Media Plays Controversial Role In FBI-Cult Standoff in Waco

Critics ask whether news reports are delaying group's surrender

SUBFREEZING temperatures frosted law-enforcement agents and news crews over the weekend as the siege of a heavily armed religious sect dragged into its 16th day.

On Friday, authorities took into custody two adult Branch Davidian members. They were the first in a week to leave the sect's complex amid 77 acres of farmland east of Waco. Remaining inside were 88 adults and 17 children, by the sect's count. Twenty-one children and two adults had come out the week before.

The media continue to play a controversial role. Its involvement began when the Waco Tribune ran an expose on the sect and asked in an editorial: "How long before [officials] will act?"

The next day, learning that law officers were about to raid the compound, several reporters appeared on the scene. Their presence possibly helped to forewarn sect members. "We would very much like to know" how they found out, Dan Conroy, a Bureau of Alcohol, Tobacco, and Firearms (ATF) agent, said Friday.

Once the standoff began, sect leader David Koresh telephoned TV and radio stations to air his views. After Federal Bureau of Investigation (FBI) negotiators cut his line, Mr. Koresh promised to surrender if Dallas radio station KRLD aired his message. The station did so at the FBI's request, but the sect stayed holed up.

Last week, KGBS, another Dallas radio station, aired remarks sympathetic to the sect and urged it to signal a response. Soon a sheet was hung from the compound's watchtower bearing a request to speak to the media.

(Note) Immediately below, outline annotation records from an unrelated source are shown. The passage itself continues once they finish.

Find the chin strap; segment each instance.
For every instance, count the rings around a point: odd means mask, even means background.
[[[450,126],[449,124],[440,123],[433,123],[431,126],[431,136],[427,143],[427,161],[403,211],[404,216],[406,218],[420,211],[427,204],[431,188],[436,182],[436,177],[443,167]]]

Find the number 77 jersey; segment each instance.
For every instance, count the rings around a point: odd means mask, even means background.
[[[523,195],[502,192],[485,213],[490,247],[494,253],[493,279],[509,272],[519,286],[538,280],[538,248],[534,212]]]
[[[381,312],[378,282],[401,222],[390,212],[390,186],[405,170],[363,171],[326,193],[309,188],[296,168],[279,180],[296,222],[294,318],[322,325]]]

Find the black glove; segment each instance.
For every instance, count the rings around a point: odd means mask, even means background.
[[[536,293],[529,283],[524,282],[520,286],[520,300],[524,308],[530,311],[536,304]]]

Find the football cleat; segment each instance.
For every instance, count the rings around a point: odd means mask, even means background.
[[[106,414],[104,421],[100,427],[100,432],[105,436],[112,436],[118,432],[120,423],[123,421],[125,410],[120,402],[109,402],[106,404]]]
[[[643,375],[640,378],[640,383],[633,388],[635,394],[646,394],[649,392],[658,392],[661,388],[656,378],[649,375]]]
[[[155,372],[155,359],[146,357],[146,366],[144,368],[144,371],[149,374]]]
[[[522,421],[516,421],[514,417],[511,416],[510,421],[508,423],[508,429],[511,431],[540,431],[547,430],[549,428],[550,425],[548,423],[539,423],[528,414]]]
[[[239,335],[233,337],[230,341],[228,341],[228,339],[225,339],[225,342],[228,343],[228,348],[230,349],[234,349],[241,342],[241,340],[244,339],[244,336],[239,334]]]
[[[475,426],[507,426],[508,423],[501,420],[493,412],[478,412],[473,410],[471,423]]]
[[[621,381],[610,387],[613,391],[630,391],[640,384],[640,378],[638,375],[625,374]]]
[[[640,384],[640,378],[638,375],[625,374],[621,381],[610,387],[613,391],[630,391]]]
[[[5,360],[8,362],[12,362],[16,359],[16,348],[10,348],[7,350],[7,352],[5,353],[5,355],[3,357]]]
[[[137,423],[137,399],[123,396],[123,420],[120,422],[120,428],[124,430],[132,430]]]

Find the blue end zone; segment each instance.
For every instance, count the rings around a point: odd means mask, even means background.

The possibility that sect members' attention to broadcasts is delaying their surrender prompted a reporter Friday to ask if lawmen were considering jamming their reception. FBI agent Richard Swensen did not answer. However, lawmen did ask one station to stop filming with a night-vision lens that could reveal their movements to sect members inside.

Though they can call, lawmen have communicated with sect members via news conferences. At Friday's conference, for instance, Mr. Conroy urged sect member Paul Fatta to surrender. Mr. Fatta was out of town Feb. 28. He has given several interviews, including one that was televised last week after the ATF issued an arrest warrant for him on weapons charges. Asked if the ATF would subpoena news organizations to learn his whereabouts, Conroy said the bureau was considering all possibilities.

Meanwhile, media members encamped on soggy fields two miles from the compound lay down shipping palettes to use as boardwalks. TV reporters hid inside RVs from the arctic gusts.

The protraction of the standoff bothered reporters more than the weather, however. "It's becoming a humdrum story," says James McNabb, assignments manager at Austin TV station KXAN. With four people in Waco, costs are getting to be "more than I want to admit."

KRLD reporter Steve Coryell had kept a cellular phone line open for 11 hours at more than $1 per minute. Now he has a regular phone line coming to his parking space. The local phone company sent a crew to the media camp one day to see who was interested. "Everybody bit," Mr. Coryell says.

Phillip Hay, of the BBC's San Francisco bureau, said it was costing "a lot of money" to keep seven people in Waco and rent vehicles and TV equipment.

One of the BBC's reporters usually covers Northern Ireland, but he has been sent to New York as a change of pace. He covered the World Trade Center bombing before coming to Waco. "He really wanted to get a break from bombings, terrorism, and religious fanaticism," Mr. Hay said.